MAVIA 51% Funding Rate & Perp Market Overview: Apr 25
Explore the perpetual futures market on Apr 25, 2026. MAVIA leads with a 51.65% annualized funding rate. Discover top movers, negative rates, and arbitrage.

The cryptocurrency market is experiencing a fascinating divergence in perpetual futures dynamics as of April 25, 2026. With the total market capitalization settling at $2.67T, reflecting a modest 0.4% dip over the past 24 hours, and Bitcoin dominance holding firm at 58.1%, capital is rotating aggressively within altcoin ecosystems. This macro environment creates the perfect breeding ground for extreme funding rate dislocations. The undisputed standout today is MAVIA, commanding an astonishing 51.65% annualised funding rate on Hyperliquid. While BTC and ETH consolidate, traders are chasing hyper-specific narratives, pushing perp DEX order books to their limits. As we explored in yesterday's MAVIA 58% Annualised Funding & Perp Market: Apr 24, the persistence of these elevated rates presents substantial yield opportunities. Whether you are deploying a delta-neutral carry trade or seeking directional exposure, understanding the micro-mechanics of these rates is essential for navigating the current Web3 crypto derivatives landscape.
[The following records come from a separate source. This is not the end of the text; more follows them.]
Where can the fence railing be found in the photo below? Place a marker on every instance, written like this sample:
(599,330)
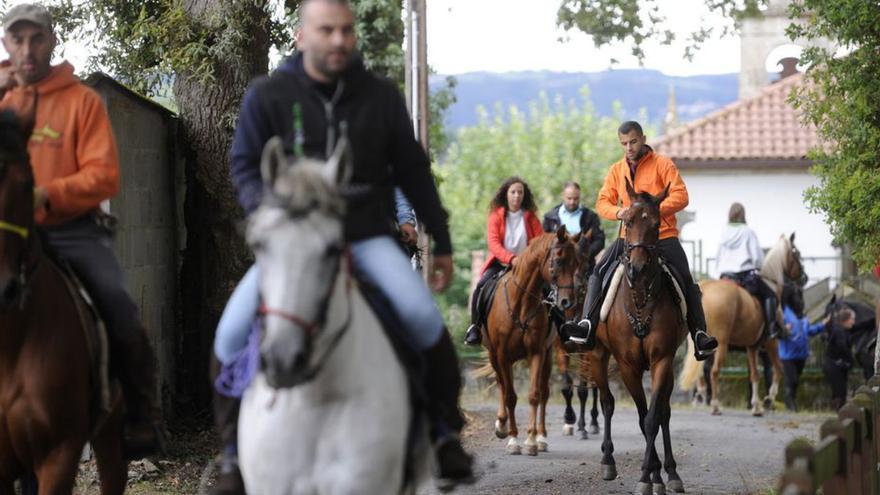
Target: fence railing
(845,461)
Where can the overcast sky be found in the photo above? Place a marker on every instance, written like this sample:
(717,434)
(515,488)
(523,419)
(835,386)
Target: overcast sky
(513,35)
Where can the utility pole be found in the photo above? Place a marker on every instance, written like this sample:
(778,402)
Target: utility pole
(417,91)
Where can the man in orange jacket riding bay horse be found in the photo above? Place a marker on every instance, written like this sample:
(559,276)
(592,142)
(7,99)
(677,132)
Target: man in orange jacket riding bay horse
(76,167)
(648,172)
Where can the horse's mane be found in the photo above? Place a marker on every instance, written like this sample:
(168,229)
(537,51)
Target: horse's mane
(12,139)
(301,188)
(773,268)
(534,253)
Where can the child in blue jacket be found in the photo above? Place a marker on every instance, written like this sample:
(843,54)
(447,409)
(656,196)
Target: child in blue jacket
(795,349)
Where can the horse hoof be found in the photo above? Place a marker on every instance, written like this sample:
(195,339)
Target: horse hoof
(609,472)
(500,430)
(643,488)
(513,448)
(542,444)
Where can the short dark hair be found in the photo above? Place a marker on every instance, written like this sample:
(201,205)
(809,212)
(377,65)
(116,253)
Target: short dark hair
(629,126)
(305,3)
(843,315)
(500,199)
(737,213)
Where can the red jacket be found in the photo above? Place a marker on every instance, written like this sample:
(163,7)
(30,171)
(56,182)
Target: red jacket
(495,235)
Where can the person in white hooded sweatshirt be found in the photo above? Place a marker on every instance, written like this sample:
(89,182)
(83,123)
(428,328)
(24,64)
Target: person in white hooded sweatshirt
(740,258)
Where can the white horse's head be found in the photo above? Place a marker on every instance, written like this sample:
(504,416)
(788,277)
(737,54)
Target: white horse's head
(297,237)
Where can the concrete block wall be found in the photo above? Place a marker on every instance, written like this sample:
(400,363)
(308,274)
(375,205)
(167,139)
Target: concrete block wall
(146,240)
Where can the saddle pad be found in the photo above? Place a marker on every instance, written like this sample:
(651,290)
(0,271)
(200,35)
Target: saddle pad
(615,283)
(94,331)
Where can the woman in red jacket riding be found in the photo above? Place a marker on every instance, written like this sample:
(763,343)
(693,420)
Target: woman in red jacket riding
(512,224)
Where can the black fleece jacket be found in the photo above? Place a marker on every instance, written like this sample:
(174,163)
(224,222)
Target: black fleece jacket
(372,113)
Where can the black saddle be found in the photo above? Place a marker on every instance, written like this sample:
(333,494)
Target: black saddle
(487,295)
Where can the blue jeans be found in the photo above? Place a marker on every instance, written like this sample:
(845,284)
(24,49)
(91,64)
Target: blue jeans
(381,262)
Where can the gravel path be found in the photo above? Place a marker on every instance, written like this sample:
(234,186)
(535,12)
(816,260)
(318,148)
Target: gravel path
(731,454)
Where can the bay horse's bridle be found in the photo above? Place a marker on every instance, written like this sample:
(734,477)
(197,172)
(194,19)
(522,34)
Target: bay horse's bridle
(640,318)
(550,300)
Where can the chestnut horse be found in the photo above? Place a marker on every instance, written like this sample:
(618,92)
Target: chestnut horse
(518,328)
(645,301)
(48,400)
(735,318)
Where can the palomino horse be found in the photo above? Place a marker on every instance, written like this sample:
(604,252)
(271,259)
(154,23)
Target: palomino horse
(49,395)
(518,328)
(329,412)
(643,329)
(735,318)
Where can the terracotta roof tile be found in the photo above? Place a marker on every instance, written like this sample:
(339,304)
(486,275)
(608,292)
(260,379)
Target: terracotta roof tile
(762,127)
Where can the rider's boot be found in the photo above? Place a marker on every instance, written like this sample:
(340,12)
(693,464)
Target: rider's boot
(473,335)
(229,481)
(144,431)
(443,386)
(584,332)
(704,344)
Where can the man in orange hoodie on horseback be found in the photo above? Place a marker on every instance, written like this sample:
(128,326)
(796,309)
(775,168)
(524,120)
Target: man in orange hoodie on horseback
(649,172)
(76,168)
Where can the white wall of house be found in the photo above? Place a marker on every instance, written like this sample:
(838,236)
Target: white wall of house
(774,203)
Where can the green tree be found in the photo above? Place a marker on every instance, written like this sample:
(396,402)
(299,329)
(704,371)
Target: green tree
(551,142)
(842,99)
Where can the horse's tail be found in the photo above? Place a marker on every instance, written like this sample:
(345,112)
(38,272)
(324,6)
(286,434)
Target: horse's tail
(691,371)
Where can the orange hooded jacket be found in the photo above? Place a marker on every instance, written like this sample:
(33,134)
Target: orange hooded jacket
(652,174)
(73,151)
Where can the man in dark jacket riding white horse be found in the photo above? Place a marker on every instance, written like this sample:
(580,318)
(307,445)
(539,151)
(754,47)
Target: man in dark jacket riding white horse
(317,95)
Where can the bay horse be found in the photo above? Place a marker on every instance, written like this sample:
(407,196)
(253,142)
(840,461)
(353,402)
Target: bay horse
(582,369)
(329,411)
(735,318)
(644,327)
(518,328)
(863,333)
(49,405)
(584,387)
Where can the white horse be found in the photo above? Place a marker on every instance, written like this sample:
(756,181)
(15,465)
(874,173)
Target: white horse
(329,412)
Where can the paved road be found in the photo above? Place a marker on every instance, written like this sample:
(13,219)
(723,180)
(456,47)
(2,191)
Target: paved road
(731,454)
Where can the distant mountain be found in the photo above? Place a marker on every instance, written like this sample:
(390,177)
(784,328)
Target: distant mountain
(635,89)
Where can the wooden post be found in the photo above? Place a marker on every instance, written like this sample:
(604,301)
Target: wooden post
(830,459)
(417,94)
(869,399)
(855,463)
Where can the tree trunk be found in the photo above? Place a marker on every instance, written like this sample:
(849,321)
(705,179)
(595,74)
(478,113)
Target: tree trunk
(216,256)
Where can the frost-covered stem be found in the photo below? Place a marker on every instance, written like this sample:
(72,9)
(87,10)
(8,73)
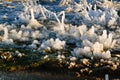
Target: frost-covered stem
(43,13)
(62,2)
(32,14)
(5,33)
(106,77)
(62,21)
(56,17)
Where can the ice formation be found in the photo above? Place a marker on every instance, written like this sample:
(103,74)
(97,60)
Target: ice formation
(84,25)
(33,22)
(55,44)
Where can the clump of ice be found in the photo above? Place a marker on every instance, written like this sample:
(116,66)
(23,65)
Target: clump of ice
(53,44)
(99,47)
(33,23)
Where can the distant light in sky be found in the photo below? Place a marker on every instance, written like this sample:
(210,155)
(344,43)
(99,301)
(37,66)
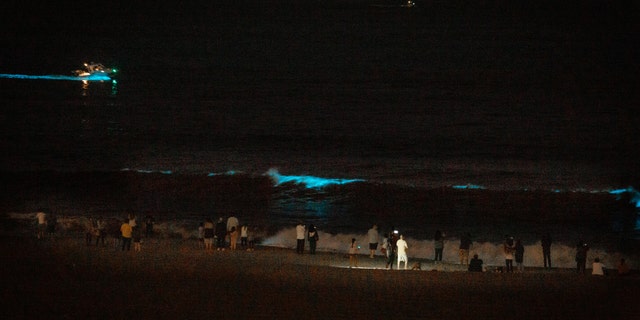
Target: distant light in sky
(93,77)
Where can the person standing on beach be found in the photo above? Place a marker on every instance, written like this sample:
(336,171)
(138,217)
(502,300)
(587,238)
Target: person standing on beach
(89,230)
(132,221)
(508,248)
(207,234)
(149,222)
(476,264)
(581,256)
(137,239)
(373,240)
(41,217)
(519,249)
(353,253)
(126,231)
(52,222)
(546,250)
(243,236)
(313,237)
(232,222)
(390,248)
(300,231)
(597,268)
(233,238)
(438,239)
(100,231)
(221,234)
(402,252)
(465,246)
(250,238)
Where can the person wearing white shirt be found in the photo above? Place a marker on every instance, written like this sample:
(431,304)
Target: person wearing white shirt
(597,268)
(402,251)
(373,240)
(300,232)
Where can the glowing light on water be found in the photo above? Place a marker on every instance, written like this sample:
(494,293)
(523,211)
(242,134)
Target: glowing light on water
(633,193)
(93,77)
(310,182)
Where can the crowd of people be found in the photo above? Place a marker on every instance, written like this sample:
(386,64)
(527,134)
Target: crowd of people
(226,233)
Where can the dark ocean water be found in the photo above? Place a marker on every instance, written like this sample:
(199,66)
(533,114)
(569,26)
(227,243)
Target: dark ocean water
(503,98)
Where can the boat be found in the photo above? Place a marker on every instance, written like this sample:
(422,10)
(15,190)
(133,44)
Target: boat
(91,70)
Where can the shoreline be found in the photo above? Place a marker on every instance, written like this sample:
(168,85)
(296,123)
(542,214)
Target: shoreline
(172,278)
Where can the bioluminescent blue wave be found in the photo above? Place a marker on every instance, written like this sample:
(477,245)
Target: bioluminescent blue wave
(310,182)
(633,193)
(93,77)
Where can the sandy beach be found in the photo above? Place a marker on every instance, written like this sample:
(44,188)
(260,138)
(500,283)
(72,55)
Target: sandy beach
(175,279)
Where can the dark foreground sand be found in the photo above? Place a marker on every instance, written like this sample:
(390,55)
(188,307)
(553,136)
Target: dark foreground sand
(173,279)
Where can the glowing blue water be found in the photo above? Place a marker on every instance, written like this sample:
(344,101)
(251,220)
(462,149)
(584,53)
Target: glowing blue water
(92,77)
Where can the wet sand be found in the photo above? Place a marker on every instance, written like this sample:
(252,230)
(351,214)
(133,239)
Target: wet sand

Top Movers & Market Context: ZEC, STABLE, and DEXE Gains
Examining the top 24h gainers provides crucial context for the funding rate extremes we are witnessing across both centralized and decentralized exchanges. STABLE has surged +7.6%, ZEC gained +5.7%, and DEXE climbed +5.7%. Typically, aggressive spot rallies lead to a rush of late longs entering the perpetual futures market, driving funding rates higher as traders leverage up. Conversely, tokens trending today like APE, PENGU, AAVE, MON, KAT, CHIP, and RAVE are seeing diverse perp market activity. RAVE, for instance, was recently highlighted in our RAVE Perp Futures Spotlight: Funding Setup & Trade Ideas (Apr 23), demonstrating how swiftly sentiment can shift in these micro-cap ecosystems. When an asset like STABLE rallies over 7% while simultaneously exhibiting a deeply negative annualised funding rate, it signals a complex market battle. Short sellers are aggressively stepping in, expecting a mean reversion, which creates a high-stakes funding rate arbitrage environment. Monitoring these trending assets is vital for identifying the next major perp DEX dislocation before the broader market catches on.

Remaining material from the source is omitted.